Walmart on Thursday forecasts sales and profits for the fiscal year ending in January 2026 below Wall Street estimates.
Walmart stock, which rose roughly 72% in 2024 and hit a record high of $105 last week, fell 6%. The target stock of rival retailers fell 1.6%, while Amazon fell 0.9%.
Data compiled by LSEG shows that the company predicted its earnings per share for the fiscal year ending January 2026, ranging from $2.50 to $2.60, ranging from $2.50 to $2.60.
Walmart's lower than expected guidance is a warning that U.S. consumer spending is slowing, said Brian Mulberry, client portfolio manager at Zacks Investment Management, a Walmart investor.
“The labour market is still strong at this point,” he said, adding that if employment declines continue following Walmart soft guidance, “it will be a strong signal that economic growth is slowing.”
Walmart is expected to increase annual revenues between 3% and 4%. Analysts were hoping for 4% growth.
Sales outlook includes a 20 basis points impact from the negative impact of the 2024 jump year addition date, and a 20 basis points increase due to the acquisition of Smart-Television maker Vizio.
As one of the first major US retailers to shed light on key holiday quarters and this year, Walmart forecasts say retailers are under additional tariffs on Trump's products made in China It suggests that the freight will be 25% tariff threats, products made in Mexico and Canada.
Despite publishing disappointing guidance, Walmart considers U.S. shoppers “resilient” and focuses on value, Chief Financial Officer John David Rainey said after the revenues said in the call.
He said retailers did not include new US tariff assumptions in their guidance, but Walmart could manage their new obligations without providing details.
“We're coming a month later this year, so I think it's wise to have a somewhat measured outlook. We don't want to go any further than ourselves. Anything we have The environment certainly has unpredictability, but I feel really good about the ability to navigate it,” Rainey said.
Retail sales in the US experienced the biggest monthly decline in two years in January, hampered by frigid temperatures, wildfires and car shortages.
However, Walmart appeared to remain unharmed as it saw a 4.6% increase in total US sales in the fourth quarter and January was the strongest month of sales, Walmart said. The analyst estimate increased by 4.15%.
Walmart said high-income customers or households whose top drivers of market share in the recent quarter earned six figures were top draws for seasonal products, cars and home products. General product sales rose at low seats, while grocery sales rose at single mid-single numbers.

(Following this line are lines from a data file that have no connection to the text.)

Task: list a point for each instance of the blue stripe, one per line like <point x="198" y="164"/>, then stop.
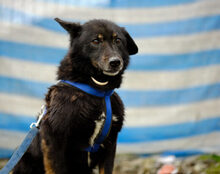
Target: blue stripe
<point x="188" y="26"/>
<point x="168" y="132"/>
<point x="49" y="55"/>
<point x="6" y="153"/>
<point x="15" y="122"/>
<point x="132" y="134"/>
<point x="170" y="97"/>
<point x="23" y="87"/>
<point x="180" y="27"/>
<point x="130" y="97"/>
<point x="182" y="153"/>
<point x="175" y="62"/>
<point x="121" y="3"/>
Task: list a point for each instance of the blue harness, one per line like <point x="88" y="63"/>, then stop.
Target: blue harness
<point x="88" y="89"/>
<point x="17" y="155"/>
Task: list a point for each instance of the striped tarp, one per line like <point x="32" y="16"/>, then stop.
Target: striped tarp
<point x="171" y="89"/>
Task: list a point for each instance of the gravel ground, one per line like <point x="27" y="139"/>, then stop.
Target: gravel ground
<point x="132" y="164"/>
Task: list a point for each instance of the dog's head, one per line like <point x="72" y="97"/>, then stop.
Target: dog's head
<point x="98" y="55"/>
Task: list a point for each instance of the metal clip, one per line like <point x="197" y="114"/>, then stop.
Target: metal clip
<point x="42" y="113"/>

The company also notes the rise in GLP-1 drug sales over the quarter. Overall, transactions excluding fuel were averaged checks up 2.8% and 1.8% in over 4,600 US stores.
US e-commerce sales rose 20%, the retailer added that a third of shoppers have chosen to deliver within three hours.
In the first quarter, consolidated net sales are expected to increase between 3% and 4% compared to a 3.3% growth rate.
Adjusted revenue for the fourth quarter was 66 cents per share, boosting expectations by 2 cents. Sales increased 4.1% to $180.6 billion.